Die Bundesverfassung der Schweizerischen Eidgenossenschaft (s. Artikel 34) sieht vor, dass die Leistungen der 1. Säule den Existenzbedarf decken und die der 2. Säule die Fortführung der gewohnten Lebenshaltung angemessen ermöglichen soll.

Kreis der Versicherten

1.Säule:

Obligatorisch versichert sind alle Personen, die in der Schweiz ihren Wohnsitz haben oder dort eine Erwerbstätigkeit ausüben. Die Versicherung bzw. Beitragspflicht beginnt für Erwerbstätige am 1. Januar nach Vollendung des 17. Lebensjahres, für Nichterwerbstätige nach Vollendung des 20. Lebensjahres.

Es ist also eine echte Volksversicherung, da im Gegensatz zur deutschen Rentenversicherung auch Beamte, Selbstständige und Politiker im gleichen System versichert sind.

2.Säule:

Obligatorisch erfasst sind hier Arbeitnehmer mit einem Arbeitsentgelt zwischen 24.120 und 72.360 SFr/Jahr gegen die Risiken Tod und Invalidität ab 1. Januar nach Vollendung des 17. Lebensjahres, für die Altersvorsorge ab 1. Januar nach Vollendung des 24. Lebensjahres.

Die Pensionskassen können jedoch auch Arbeitnehmer mit Einkommen in ihren Geschäftsordnungen berücksichtigen, die außerhalb der obligatorisch vom BVG vorgesehen Einkommen liegen. Hierbei werden Arbeitnehmer mit Einkommen sowohl unterhalb wie auch oberhalb der genannten Einkommensgrenzen versichert (so genannte außerobligatorische Versicherung).
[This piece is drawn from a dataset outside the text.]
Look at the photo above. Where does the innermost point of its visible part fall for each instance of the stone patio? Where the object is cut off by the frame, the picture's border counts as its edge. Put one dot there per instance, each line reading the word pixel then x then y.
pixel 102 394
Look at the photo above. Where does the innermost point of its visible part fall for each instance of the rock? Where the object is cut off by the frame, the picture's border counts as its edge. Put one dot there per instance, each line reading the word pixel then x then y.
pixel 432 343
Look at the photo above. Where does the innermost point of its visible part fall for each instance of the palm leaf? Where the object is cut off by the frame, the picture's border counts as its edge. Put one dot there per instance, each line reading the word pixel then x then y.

Nach meinem Kenntnisstand können Sie die Direktversicherung (DV) bei Ihrem schweizerischen Arbeitgeber nicht weiterführen.

Sie haben jedoch die Möglichkeit die DV mit privaten Beiträgen weiterzuführen.

Sie können Sie auch beitragsfrei stellen lassen oder wenn, die Abfindungshöchstgrenze noch nicht erreicht ist, sich den Rückkaufswert auszahlen lassen. Das max. Kapital darf dann 2.982 € (West) bzw. 2.250 € (Ost) nicht überschreiten.

Gruß

FJK

Inaktiver User
12.02.2008, 17:01
Hallo Franck

vielen Dank für die sehr ausführliche Informationen.